Recruiting a Shifting Demographic: Today’s Minority is Tomorrow’s Majority
In the near future, enrollment teams will be recruiting a different student population — one that is predominately “minority.”
How near? By the time this year’s recruits graduate from college, more than half of the nation’s children will be part of a minority or ethnic group, the Census Bureau reports . By 2044, more than half of the entire U.S. population will be defined as such.
Today’s majority (non-Hispanic, White) is tomorrow’s minority. Are you ready for the shift?
Demographics matter — to universities in general, to enrollment teams in particular. In its simplest and most effective form, recruitment is about matching the right student to the right institution. We all know what happens when the fit fails — retention rates fall, graduation rates drop, and students lose precious time and money in the transfer process.
To ensure an institution’s future success (and for a host of other reasons), the diversity of its student body should reflect the shifting demographic. And because diversity does not happen on its own, enrollment professionals need to be intentional.
Digital and content marketing tactics offer new capabilities that allow us to reach specific segments of the population.
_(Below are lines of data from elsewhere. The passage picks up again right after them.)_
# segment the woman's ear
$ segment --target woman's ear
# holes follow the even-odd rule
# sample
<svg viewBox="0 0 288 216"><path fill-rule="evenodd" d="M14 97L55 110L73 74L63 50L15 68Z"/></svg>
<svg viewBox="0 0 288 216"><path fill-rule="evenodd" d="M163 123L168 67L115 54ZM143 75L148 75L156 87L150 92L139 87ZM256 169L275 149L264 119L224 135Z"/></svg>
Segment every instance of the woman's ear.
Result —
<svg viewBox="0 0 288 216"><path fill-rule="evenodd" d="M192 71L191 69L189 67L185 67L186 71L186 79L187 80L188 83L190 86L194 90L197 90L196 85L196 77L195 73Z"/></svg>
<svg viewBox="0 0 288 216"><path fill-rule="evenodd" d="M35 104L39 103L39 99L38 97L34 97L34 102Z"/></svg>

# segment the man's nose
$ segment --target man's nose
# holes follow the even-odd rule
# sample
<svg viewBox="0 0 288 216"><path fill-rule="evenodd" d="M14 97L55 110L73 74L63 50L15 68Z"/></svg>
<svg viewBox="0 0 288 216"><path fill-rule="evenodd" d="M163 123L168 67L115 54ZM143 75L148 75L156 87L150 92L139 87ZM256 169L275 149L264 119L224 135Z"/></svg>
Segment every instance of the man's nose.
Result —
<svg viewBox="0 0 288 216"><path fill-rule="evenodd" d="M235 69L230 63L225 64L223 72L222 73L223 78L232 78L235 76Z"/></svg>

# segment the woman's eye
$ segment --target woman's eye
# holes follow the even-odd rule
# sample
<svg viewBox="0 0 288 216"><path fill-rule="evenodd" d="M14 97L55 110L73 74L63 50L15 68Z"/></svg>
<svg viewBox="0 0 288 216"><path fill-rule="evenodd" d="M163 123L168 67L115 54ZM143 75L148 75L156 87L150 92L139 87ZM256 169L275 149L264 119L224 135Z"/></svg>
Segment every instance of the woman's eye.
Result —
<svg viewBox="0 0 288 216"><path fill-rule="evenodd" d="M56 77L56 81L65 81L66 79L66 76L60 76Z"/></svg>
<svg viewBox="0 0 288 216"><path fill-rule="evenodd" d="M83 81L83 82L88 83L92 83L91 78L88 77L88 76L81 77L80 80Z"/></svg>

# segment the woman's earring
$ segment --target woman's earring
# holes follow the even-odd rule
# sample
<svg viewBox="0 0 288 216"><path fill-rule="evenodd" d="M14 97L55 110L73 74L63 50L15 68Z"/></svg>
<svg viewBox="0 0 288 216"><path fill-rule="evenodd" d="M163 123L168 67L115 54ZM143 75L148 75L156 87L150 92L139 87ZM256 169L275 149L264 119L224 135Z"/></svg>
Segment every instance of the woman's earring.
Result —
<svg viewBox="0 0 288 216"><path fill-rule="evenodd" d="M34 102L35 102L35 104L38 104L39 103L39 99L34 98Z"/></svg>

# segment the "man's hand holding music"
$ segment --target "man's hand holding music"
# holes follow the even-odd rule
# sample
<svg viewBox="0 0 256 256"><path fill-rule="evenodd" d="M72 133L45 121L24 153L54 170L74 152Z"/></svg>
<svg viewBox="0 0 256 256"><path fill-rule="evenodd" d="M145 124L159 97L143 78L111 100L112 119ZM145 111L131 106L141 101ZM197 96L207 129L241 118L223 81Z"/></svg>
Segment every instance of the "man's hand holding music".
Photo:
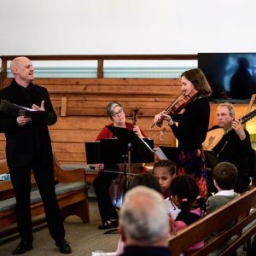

With digital search strategies, we can target prospective students via demographic and psychographic traits. As students self-identify on various social media platforms, they share essential information about their interests, activities, and behaviors. When marketing on that platform, we can reach prospects who share certain traits or strengths with the institution — academic, cultural, and otherwise.
Example: A minority scholarship is a great incentive and can be promoted to minority students on social media.
Content marketing is institutional storytelling; stories work best when they are authentic, emotional, motivating — and about people. Through blogs, testimonials, news/events, social postings, and many other forms, you can showcase aspects of your institution that will appeal to ethnically-specific communities and individuals.
Example: One college from my past promoted a Latina program by gathering inspiring testimonials from alumni and repurposing them through a news story, blog, and letter campaign.
In order to attract right-fit students, we must connect with them on a point of mutual interest, and then show them that the institution values who and what they are. At the very least, that means having a representative community, one that reflects the diversity of our population.